Aber: Es ist nie zu spät, euer Kind in Bewegung zu versetzen. Am besten sind aktive Unternehmungen mit der ganzen Familie (Radfahren, Wandern, Spazieren, Kletterpark, etc.) Oder ihr meldet euer Kind im Sportverein an – viele Vereine freuen sich über Nachwuchs. Probiert mit euren Kids einfach aus, was ihnen Spaß macht. Wenn es nicht Fußball ist, dann vielleicht Tennis, Parcours oder Steckenpferd reiten.
3. Schleifen-Drama: Wenn die Klettverschluss-Generation vor Schnürsenkeln kapituliert
Früher galt: Erinnert ihr euch noch an die Freude, als ihr endlich selbst eure Schuhe binden konntet? Ohne selbst Schuhe binden zu können, durfte man gar nicht in die Schule. Und die Boomer rufen laut: Bei uns gab es nur Schuhe mit Schnürsenkel – wir mussten das lernen!"
Heute ist das für viele Kinder ein Mysterium. Die Hälfte der Vier- bis Fünfjährigen kann sich keine Schuhe ohne Hilfe anziehen, geschweige denn zubinden. Das Problem hat inzwischen solche Ausmaße angenommen, dass manche Grundschulen sogar Schnürsenkel verbieten! Kein Witz – Lehrkräfte haben schlichtweg keine Zeit, den ganzen Tag Schleifen zu binden. Klettverschlüsse und Slipper haben die klassische Schnürung verdrängt, und mit ihr eine Feinmotorik-Übung, die früher zum Standard-Repertoire jedes Vorschulkindes gehörte.
Aber: Schuhe binden ist nicht schwer. Wirklich nicht. Wie euer Kind es ganz schnell lernt, seht ihr im Video:
Spülmaschinen-Generation: Wenn Handwäsche zur Raketenwissenschaft wird
Früher galt: Boomer und viele Millennial-Kinder mussten noch regelmäßig den Abwasch übernehmen und können daher auch Erwachsene wunderbar Geschirr spülen. Trotzdem sind wir froh, dass es diese Arbeit jetzt die Spülmaschine für uns übernimmt.

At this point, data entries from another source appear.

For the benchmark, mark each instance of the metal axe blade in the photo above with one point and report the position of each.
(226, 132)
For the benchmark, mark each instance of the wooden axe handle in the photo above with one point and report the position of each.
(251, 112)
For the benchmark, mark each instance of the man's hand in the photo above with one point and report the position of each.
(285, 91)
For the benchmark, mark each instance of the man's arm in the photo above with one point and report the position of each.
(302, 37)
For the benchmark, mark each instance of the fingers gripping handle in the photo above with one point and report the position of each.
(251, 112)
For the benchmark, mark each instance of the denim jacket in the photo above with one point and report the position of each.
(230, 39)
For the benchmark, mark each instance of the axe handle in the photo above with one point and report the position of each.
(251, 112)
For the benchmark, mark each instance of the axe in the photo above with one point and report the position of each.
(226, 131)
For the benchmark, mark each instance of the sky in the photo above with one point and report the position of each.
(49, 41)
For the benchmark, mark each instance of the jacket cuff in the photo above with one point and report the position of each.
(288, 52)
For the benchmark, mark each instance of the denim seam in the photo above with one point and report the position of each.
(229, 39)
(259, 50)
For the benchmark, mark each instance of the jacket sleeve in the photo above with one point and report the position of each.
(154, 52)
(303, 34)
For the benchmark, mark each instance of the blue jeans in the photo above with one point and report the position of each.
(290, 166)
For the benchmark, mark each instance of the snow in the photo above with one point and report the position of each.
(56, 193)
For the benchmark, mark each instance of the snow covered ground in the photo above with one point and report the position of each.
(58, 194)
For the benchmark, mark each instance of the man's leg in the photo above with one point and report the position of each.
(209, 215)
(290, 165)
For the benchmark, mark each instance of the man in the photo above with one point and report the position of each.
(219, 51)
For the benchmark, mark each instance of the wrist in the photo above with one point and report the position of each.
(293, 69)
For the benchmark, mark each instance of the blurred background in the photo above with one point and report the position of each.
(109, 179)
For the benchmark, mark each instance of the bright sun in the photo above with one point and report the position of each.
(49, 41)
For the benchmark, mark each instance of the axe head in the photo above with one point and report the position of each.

Heute kennen viele moderne Kids Geschirr mit Hand spülen nur noch vom Zuschauen. Mit Spülmaschinen in über 70 % der deutschen Haushalte ist das manuelle Geschirrspülen fast zum Relikt vergangener Zeiten geworden. Die Konsequenz: Wenn die Spülmaschine mal streikt oder im Ferienhaus keine vorhanden ist, stehen viele Kinder (und manchmal auch ihre Eltern) ratlos vor dem Spülbecken.
Aber: Geschirr von Hand zu spülen, ist keine Raketenwissenschaft. Warmes Wasser, Spüli, Schwamm oder Bürste und los geht's. Damit bekommt ihr nicht nur sauberes Geschirr, sondern trainiert mit dem Abwaschen auch noch praktische Fähigkeit wie Verantwortungsbewusstsein und Selbstständigkeit.
Zwischen Nostalgie und neuen Kompetenzen
Die Welt verändert sich, und mit ihr die Fähigkeiten, die unsere Kinder brauchen. Während manche traditionellen Skills in den Hintergrund treten, entwickeln Kinder heute andere Kompetenzen – von digitaler Medienkompetenz bis hin zu einem stärkeren Fokus auf emotionale Intelligenz.
Anstatt nostalgisch den "guten alten Zeiten" nachzutrauern, können wir als Eltern einen Mittelweg finden: Die wertvollen traditionellen Fähigkeiten bewahren und gleichzeitig offen für neue Kompetenzen sein. Denn letztendlich geht es nicht darum, ob unsere Kinder genau das Gleiche können wie wir früher, sondern ob sie für ihre Zukunft gut gerüstet sind.